Un témoignage un peu sommaire qui ne nous aide pas beaucoup.

Seulement des cheveux longs et blonds... Mais des blondes il y en a beaucoup, sans parler des perruques.

Pourquoi cette photo ? Pourquoi cette macabre mise en scène ?

Et pourquoi tuer Kim, ici, chez moi ?

Si je pouvais répondre à vos questions, j'aurai déjà trouvé l'assassin.

Pourquoi mettre ma photo derrière le corps de Kim ?

Je ne sais pas. Et ce n'est pas la seule chose que je ne m'explique pas.

Quelqu'un veut vous relier à l'assassin.

Faites des recherches sur ce top-modèle et sur ses amis.

- Excusez-moi, commissaire. - Un instant. - Le brigadier est revenu du commissariat.

J'ai apporté le petit déjeuner.

Vous ne devriez pas espionner vos voisins. Ce n'est pas bien du tout.

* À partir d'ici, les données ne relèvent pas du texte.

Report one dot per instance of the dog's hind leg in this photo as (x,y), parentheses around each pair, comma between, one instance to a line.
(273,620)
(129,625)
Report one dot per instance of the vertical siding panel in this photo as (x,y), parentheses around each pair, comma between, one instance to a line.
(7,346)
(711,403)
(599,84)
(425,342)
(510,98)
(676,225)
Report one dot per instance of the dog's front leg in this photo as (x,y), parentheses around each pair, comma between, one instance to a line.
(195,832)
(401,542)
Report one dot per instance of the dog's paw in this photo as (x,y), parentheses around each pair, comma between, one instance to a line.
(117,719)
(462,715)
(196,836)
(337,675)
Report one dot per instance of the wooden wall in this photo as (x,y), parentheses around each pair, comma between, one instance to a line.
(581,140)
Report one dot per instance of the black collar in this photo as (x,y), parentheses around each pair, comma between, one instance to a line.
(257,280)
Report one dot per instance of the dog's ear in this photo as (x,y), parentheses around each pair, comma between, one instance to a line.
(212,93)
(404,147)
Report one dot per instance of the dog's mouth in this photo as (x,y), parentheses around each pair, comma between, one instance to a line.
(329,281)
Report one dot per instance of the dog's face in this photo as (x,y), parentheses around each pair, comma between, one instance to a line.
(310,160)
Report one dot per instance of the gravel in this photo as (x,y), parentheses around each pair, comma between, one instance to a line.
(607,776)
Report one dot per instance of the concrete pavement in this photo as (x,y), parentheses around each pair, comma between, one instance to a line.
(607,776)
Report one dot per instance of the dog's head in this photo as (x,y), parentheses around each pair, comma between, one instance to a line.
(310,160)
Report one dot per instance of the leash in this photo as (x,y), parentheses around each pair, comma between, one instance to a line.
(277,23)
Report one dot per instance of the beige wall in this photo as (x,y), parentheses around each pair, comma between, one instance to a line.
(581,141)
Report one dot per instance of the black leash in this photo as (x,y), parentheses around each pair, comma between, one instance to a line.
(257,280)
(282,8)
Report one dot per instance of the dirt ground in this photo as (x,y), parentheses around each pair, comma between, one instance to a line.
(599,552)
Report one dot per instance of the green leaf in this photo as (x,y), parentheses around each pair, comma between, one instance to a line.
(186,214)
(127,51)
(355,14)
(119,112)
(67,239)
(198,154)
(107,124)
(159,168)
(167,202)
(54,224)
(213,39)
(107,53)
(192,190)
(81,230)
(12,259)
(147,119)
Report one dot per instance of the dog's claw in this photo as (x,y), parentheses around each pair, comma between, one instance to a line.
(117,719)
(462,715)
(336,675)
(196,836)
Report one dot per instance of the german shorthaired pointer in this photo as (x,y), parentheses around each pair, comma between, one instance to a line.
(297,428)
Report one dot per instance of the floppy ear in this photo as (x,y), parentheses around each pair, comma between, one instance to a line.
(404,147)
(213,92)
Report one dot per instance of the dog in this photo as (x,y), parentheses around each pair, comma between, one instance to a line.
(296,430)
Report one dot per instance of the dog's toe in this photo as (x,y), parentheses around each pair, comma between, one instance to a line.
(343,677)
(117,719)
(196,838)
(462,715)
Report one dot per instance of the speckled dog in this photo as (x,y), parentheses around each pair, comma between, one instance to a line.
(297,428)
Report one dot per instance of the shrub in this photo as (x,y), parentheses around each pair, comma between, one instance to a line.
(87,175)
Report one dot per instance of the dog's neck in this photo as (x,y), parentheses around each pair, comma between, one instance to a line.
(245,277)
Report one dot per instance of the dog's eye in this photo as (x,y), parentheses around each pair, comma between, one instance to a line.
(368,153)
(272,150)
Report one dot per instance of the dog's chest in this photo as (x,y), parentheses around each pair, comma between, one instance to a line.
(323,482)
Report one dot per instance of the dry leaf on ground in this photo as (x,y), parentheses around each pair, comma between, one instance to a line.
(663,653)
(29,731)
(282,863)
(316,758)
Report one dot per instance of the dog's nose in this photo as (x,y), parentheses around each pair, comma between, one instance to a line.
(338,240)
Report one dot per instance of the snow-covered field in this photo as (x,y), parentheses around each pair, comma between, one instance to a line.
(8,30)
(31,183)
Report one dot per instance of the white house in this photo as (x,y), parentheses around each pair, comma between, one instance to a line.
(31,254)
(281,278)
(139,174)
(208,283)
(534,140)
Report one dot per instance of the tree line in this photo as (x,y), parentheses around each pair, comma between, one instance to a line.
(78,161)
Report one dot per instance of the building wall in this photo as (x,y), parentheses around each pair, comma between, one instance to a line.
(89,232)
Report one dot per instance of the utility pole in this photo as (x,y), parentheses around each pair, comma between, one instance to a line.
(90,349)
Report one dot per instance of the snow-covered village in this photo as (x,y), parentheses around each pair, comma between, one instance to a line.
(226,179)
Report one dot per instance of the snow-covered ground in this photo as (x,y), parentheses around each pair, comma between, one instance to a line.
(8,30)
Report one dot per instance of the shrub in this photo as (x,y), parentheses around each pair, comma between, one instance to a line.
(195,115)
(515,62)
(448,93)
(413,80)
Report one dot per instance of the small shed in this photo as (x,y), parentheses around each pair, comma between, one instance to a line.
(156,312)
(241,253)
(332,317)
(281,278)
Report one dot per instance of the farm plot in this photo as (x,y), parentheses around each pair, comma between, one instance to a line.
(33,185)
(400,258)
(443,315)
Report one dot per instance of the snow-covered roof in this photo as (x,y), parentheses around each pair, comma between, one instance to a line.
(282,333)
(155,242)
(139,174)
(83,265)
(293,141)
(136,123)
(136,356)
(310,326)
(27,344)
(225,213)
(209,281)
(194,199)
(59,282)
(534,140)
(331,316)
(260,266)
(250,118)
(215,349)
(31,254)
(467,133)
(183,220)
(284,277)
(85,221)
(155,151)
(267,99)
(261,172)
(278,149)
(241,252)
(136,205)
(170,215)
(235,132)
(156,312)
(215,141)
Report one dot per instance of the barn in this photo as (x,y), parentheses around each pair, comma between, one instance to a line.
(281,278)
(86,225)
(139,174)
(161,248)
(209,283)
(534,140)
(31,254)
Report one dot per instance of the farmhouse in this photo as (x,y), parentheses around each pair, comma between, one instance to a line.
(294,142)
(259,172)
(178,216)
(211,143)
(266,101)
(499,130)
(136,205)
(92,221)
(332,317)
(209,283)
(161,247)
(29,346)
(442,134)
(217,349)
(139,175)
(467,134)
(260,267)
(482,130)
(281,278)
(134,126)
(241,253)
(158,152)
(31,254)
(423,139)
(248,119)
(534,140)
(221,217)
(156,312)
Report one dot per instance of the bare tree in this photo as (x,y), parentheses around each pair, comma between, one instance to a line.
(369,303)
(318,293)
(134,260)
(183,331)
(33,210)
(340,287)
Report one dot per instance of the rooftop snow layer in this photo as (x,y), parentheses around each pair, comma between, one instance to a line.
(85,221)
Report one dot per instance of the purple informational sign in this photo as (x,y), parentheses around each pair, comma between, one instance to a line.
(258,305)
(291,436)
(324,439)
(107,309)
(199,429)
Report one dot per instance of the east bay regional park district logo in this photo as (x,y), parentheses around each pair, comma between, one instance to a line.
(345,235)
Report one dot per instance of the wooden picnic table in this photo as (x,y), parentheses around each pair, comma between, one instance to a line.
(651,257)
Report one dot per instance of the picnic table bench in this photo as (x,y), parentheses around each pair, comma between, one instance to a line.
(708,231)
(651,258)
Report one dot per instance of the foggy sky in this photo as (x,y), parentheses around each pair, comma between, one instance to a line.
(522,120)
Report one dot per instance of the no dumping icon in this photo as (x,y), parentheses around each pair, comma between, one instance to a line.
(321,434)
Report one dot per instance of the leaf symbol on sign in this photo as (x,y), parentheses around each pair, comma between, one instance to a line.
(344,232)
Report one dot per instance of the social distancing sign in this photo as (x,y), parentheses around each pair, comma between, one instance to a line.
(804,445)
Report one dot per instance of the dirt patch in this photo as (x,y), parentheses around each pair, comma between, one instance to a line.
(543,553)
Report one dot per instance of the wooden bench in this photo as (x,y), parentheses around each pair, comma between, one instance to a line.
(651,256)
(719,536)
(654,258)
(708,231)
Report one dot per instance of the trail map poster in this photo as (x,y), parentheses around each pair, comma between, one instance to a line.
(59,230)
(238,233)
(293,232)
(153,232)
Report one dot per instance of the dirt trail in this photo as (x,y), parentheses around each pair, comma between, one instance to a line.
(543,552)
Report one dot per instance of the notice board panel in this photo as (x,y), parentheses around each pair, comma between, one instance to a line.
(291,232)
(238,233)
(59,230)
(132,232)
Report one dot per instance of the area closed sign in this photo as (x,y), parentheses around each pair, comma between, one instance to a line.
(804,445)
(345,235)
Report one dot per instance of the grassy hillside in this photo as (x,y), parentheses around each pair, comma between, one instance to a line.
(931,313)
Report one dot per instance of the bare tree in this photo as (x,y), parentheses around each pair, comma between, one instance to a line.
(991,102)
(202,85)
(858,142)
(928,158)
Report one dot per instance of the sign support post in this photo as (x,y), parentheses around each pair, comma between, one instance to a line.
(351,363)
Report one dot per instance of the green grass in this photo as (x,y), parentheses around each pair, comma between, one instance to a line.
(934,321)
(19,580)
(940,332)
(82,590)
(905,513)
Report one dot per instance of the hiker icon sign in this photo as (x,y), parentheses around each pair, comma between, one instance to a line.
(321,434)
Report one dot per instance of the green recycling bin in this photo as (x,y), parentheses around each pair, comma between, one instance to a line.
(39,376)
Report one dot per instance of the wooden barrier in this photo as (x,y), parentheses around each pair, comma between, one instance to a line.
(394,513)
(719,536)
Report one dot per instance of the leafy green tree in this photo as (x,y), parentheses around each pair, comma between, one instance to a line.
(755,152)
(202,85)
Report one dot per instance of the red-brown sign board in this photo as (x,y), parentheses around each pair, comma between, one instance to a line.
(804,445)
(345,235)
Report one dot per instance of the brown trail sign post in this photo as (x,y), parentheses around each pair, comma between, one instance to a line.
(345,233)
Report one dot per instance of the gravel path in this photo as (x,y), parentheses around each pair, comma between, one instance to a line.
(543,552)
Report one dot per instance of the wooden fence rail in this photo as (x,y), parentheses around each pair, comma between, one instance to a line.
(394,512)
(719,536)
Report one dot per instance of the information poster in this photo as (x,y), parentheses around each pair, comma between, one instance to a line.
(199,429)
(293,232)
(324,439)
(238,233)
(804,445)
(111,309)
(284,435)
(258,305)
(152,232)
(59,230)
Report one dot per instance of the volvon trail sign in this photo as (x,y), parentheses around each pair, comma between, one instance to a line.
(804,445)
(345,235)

Va-t’en ! Je veux rester seul.

Hier soir, votre père a appelé de Londres. Il a dit qu'il rappellerait aujourd'hui.

- Je ne veux pas lui parler. - Et à votre mère ?

Ils sont en vacances, qu'ils s'amusent. Et puis, ils n'en ont rien à faire de moi.

Le corps retrouvé ce matin dans un container à ordures via Cadelloro

serait d'après ce journal celui du top-modèle Kim Troiesky qui se trouvait à Rome

pour des photos destinées à un magazine masculin.

Je sais que vous êtes encore sous le choc, mais...

...pouvez-vous nous dire comment cela s'est passé ?

Il était à peu près 8h30, j'étais allé à la poubelle pour y jeter du plastique et

je me suis retrouvé devant le corps de cette pauvre femme.

...elle a une robe bleue...

- Allo. - On devrait le remercier celui qui a tué Kim, tu ne trouves pas ?

- Mais qu'est-ce que tu racontes ? - Je dis qu'il t'a fait une faveur.